Once you tee off, the real walking begins. But aside from the Tee-to-Green scorecard length, there are many additional distances you may cover: 18 return trips between your buggy and the tee box, and 18 more to/from the greens. Land in a bunker and you will find yourself walking to a rake, playing the shot, backtracking your way out as you rake, etc.
As you approach a green, many players will circle the green to determine the break for a putt. Miss a putt (or three), and you will walk even more. Then there are things like walking from the green to the next tee. Or walking from the 9th green to the clubhouse for a coffee or restroom break.
And then there is the biggie: what if you or your playing partner(s) lose a ball (or a dozen) during the round? Depending on your particular “search pattern”, you may walk back and forth across a 30m stretch of area many times.
It all adds up.
So just how much does an average golfer walk in a round? And how do we measure it? With the recent boom in smartphone/GPS technology, the question can now be answered.
Borrowing some inspiration from my wife (a walking enthusiast who measures her distances walked via an app on her iPhone) I installed and trialled various iPhone apps to measure the distance I and a few playing partners walked on the course. The apps – Map My Walk, RunKeeper, etc – are designed for walkers/joggers to set and measure their fitness goals. Utilising GPS technology, the apps continuously track an athlete’s speed, distance, changes in elevation, etc, and then plot the route on a map.
So, iPhone in pocket, I set about to see just how many metres the average golfer covered.
Note that this was by no means a scientific test. With only a handful of rounds played (using a Low Handicapper, Mid Handicapper and High Handicapper as guinea pigs) the statistical results are by no means comprehensive. Also, we only tested on one course, The Eastern Golf Club in Melbourne, which lists a distance of 5711m on the card. Not long by modern standards, but a solid middle-ground distance.

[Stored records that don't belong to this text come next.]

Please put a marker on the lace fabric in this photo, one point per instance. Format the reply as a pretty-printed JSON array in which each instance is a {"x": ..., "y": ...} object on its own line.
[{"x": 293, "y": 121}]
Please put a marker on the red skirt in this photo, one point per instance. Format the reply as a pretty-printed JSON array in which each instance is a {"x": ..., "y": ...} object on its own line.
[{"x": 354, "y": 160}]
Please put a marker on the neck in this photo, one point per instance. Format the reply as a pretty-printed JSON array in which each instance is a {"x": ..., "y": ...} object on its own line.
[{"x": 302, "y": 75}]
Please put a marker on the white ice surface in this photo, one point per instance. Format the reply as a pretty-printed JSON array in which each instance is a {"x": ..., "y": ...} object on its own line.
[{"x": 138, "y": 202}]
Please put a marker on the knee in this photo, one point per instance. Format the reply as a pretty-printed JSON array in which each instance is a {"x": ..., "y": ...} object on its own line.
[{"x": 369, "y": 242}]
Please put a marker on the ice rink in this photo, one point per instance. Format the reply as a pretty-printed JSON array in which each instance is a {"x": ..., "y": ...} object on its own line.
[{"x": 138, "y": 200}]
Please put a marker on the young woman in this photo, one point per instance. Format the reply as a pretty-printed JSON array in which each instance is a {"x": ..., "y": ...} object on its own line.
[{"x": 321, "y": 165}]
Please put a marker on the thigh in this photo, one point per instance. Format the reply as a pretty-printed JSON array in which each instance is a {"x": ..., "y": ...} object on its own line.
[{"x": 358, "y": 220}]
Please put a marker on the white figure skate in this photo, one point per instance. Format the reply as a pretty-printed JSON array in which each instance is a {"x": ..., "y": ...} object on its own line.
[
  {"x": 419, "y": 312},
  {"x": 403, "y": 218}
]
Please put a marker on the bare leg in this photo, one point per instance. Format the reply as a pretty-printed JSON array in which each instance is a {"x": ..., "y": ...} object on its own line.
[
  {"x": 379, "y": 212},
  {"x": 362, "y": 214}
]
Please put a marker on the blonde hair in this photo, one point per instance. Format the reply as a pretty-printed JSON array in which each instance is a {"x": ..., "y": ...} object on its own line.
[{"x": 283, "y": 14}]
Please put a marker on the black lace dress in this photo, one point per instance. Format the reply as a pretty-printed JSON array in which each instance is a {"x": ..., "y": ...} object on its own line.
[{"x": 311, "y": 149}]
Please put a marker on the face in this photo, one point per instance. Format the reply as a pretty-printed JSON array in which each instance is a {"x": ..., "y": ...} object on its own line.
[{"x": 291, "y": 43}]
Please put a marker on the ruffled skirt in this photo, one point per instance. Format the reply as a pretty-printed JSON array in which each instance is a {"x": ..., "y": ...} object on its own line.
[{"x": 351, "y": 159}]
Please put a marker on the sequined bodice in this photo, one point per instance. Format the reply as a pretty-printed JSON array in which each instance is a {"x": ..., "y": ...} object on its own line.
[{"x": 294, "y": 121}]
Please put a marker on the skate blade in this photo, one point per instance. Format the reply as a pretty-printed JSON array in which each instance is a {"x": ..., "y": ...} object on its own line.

Our results were astounding. During a standard 18-hole round (measuring the distance walked from the first tee through to the 18th green) each golfer in our test walked around 8.5km. When we added the off-course measurements (Carpark, clubhouse, practice area) the total was closer to a whopping 9.5km!
No wonder we are so tired after a round!
While that was far longer than any of us had predicted, it was also surprising to note that the difference between the three handicap types was negligible.
The hackers and middle handicappers, as expected, rarely walked down the middle of each fairway; instead playing what many of us call “Army Golf” (left, right, left, right). They also tended to cover extra distance to/from neighbouring fairways, hazard areas and the trees, etc. The average on-course total for this group was 8.8km.
The low handicappers, on the other hand, walked basically down the middle of the fairways, but covered more distance circling the greens (to determined the line/break). They also helped the others to find lost balls, and of course, they still had the same buggy-green-teebox return trips. In all, their distance averaged 8.3km, only about 500m less than the High Handicapper.
On a side note, the app indicated that I burned around 1000 calories during each of my rounds. This is based solely on the walking aspect–according to my height/weight, etc, and changes in elevation of around 150m of climb. It does not take into account things like the actual golf swing, practice swings or pushing the buggy. (Nor does it account for some of our other strenuous activities like club throwing, swearing and other actions that doubtless burn extra calories!)
As mentioned, this was not a scientific test, but it certainly shed new light on the fitness benefits of golf. In a world where obesity is a growing problem (no pun intended), it proves that hitting the links can actually be good for you!
Help us expand this study!
Naturally, every golf course, golfer and specific round is going to be different on any day of the week. The variations are endless.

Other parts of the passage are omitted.